European Heart Journal Advance Access originally published online on June 7, 2006
European Heart Journal 2006 27(14):1640-1641; doi:10.1093/eurheartj/ehl076
Do genetics help to better understand the underlying mechanisms of atrial fibrillation?
Department of Pharmacology and Toxicology, Dresden University of Technology, Fetscherstr. 74, 01307 Dresden, Germany
* Corresponding author. Tel: +49 351 4586279; fax: +49 351 4586315. E-mail address: dobrev{at}rcs.urz.tu-dresden.de
This editorial refers to ‘Analysis of minK and eNOS genes as candidate loci for predisposition to non-valvular atrial fibrillation’
by C. Fatini et al., on page 1712
Atrial fibrillation (AF) commonly occurs in the context of structural heart disease and is accompanied by atrial remodelling. The latter refers to any change in atrial function that promotes AF or occurs as a consequence of the arrhythmia.1 Atrial remodelling in the aged heart and during heart failure is characterized by pronounced fibrosis leading to heterogeneous slowing conduction of and prolongation of effective refractory period (ERP). In contrast, atrial remodelling induced by tachycardia is associated with shorter ERP and impaired rate adaptation. Nevertheless, atrial remodelling cannot be an absolute prerequisite for AF because the arrhythmia may also occur in structurally normal hearts, alluding to the existence of acquired or genetically determined predisposing factors. Current knowledge of the molecular identity of the predisposing factors is, however, limited.

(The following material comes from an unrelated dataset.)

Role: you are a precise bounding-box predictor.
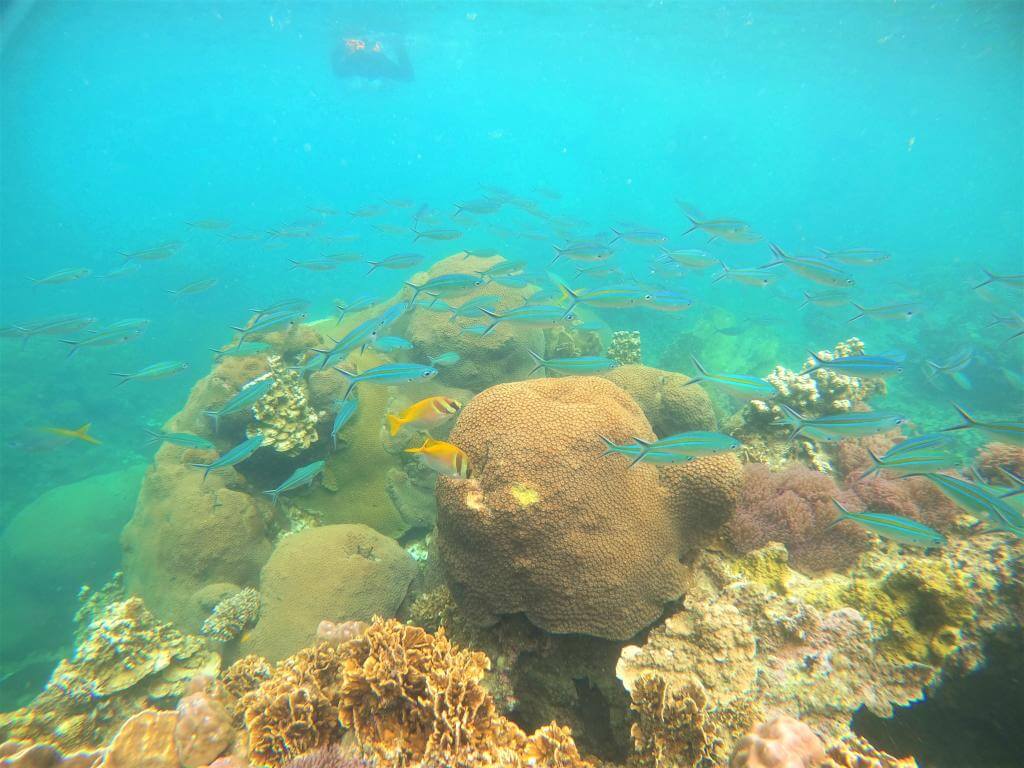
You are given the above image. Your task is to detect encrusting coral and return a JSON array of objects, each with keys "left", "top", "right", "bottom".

Fatini et al.2 provide evidence that susceptibility to non-valvular AF (NVAF) may be enhanced in association with certain single nucleotide polymorphisms in the genes encoding the accessory K+ channel subunit minK and the endothelial nitric oxide synthase (eNOS). They studied a serine to glycine exchange in position 38 of minK protein (minK S38G) and several polymorphisms in the eNOS gene including G894T nucleotide exchange in exon 7, a T/C exchange in the promoter region (–T786C), and the eNOS 4a/4b polymorphism. In more than 300 consecutive patients with NVAF, distribution of allele frequencies for minK S38G and eNOS –T 786C, but not for eNOS G894T and 4a/4b polymorphisms, was significantly different when compared with healthy volunteers. However, only the minK 38G allele was significantly associated with enhanced susceptibility to NVAF. Interestingly, the contemporary presence of minK 38G and eNOS –786C alleles resulted in stronger predisposition for NVAF than the minK gene variant alone. Do these findings contribute to a better understanding of the mechanisms for AF?
Interaction of the minK (KCNE1) protein with the pore-forming K+ channel subunits KvLQT1 (KCNQ1) and HERG (KCNH2) enhances activity of the slow (IKs) and rapid (IKr) component, respectively, of delayed rectifier potassium current. If KvLQT1 is co-expressed with minK 38G instead of minK S38, the amplitude of IKs is reduced without alterations in current kinetics.3 Provided that native atrial channels containing minK 38G behave similarly, the presence of the minK 38G variant will prolong the action potential (AP).3 Prolongation of atrial AP in patients with long QT syndrome is associated with higher incidence of polymorphic atrial tachyarrhythmias.4 In analogy, the presence of minK 38G could predispose to the initiation of AF. In contrast, protein levels of minK are low in patients with chronic AF,5 and mice that lack minK protein develop spontaneous episodes of AF associated with high IKs amplitudes and short atrial AP.6 Possible explanations for these apparently contradictory findings are unconcealed differences between heterologous expression systems and native atrial myocytes, accumulation of abnormal IKs current at high atrial rates, or interaction of KvLQT1 with other accessory subunits in native cells.6 Ion channels and their subunits are generally accepted to be organized as macromolecular complexes including regulatory proteins. Hence, by assembling with additional proteins, minK may influence function of large molecular complexes and genetically determined variant of the subunit could produce an arrhythmogenic substrate that promotes the initiation of AF. Thus, the minK-associated alterations in atrial function are complex and may predispose to NVAF even via mechanisms unrelated to IKs function.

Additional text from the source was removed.